This is added in partial satisfaction of Issue 41. A follow-on patch will regenerate Make-managed files. References: * williballenthin#41 Signed-off-by: Alex Nelson <[email protected]>

Signed-off-by: Alex Nelson <[email protected]>

ajnelson-nist · 2023-10-19T15:08:51Z

Apologies for the noise - I tested offline with Python 3.9, but forgot to test 3.8. Version 1 of this PR turns out to work in only 3.9 and later.

williballenthin · 2023-10-19T15:09:49Z

indxparse/BinaryParser.py

@@ -229,7 +230,7 @@ def align(offset, alignment):
    return offset + (alignment - (offset % alignment))


-def dosdate(dosdate: array.array, dostime: array.array) -> datetime:
+def dosdate(dosdate: MutableSequence[int], dostime: MutableSequence[int]) -> datetime:


i would really like to work towards annotations that better differentiate between mutable vs immutable data. when i see a function that takes a MutableSequence then i expect it may change the data. for these purely functional parsing routines i think this is the wrong hint. most of these routines should take bytes (or Sequence[byte] or similar abstraction). maybe we should introduce casts in a few key places to make the hints work better.

thoughts?

i think collections.abc.Buffer (3.12+) and typing.ByteString (3.9-) are probably the appropriate hints.

https://docs.python.org/3/library/typing.html#typing.ByteString

I have been finding this to be a challenging type annotation exercise. I am happy to explore options. I'll be back to you soon, but probably not before your end of day.

Update: I've added two patches. The first fixes the Python 3.8 issue. If you'd like me to rework the series so CI passes on each commit, let me know and I'll file another PR instead of force-pushing to overwrite.

The second patch applies your suggestion to differentiate mutable vs. immutable data. It induced some non-trivial updates to the code; that patch's log message document what happened.

I also think the patch ended up suggesting some code-style revisions, e.g. reviewing whether the read_* functions still need the offset parameter with bytes() used before calling; and, reviewing read_byte. But I think these are style matters and don't necessarily need to be addressed now, so I'm marking this PR as ready for review & merge if you agree and are fine with the half-passing early commits.

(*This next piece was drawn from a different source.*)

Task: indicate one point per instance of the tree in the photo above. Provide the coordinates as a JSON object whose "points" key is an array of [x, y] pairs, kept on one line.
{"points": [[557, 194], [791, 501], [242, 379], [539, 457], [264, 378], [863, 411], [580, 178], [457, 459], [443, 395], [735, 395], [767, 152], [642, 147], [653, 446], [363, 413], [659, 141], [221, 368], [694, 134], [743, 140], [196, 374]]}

williballenthin · 2023-10-19T15:14:48Z

indxparse/BinaryParser.py

@@ -335,13 +336,13 @@ def read_byte(
    - `OverrunBufferException`
    """
    try:
-        return struct.unpack_from("<B", buf, offset)[0]
+        return struct.unpack_from("<B", bytes(buf), offset)[0]


these calls to bytes(buf) make mypy happy but they aren't side effect free: i think they'll realize the mmap/array/whatever into a copy of all the data. for large byte arrays, this could be problematic.

How would you feel about a slice on buf before feeding into bytes()?

Inlining slicing ended up making the most sense to me.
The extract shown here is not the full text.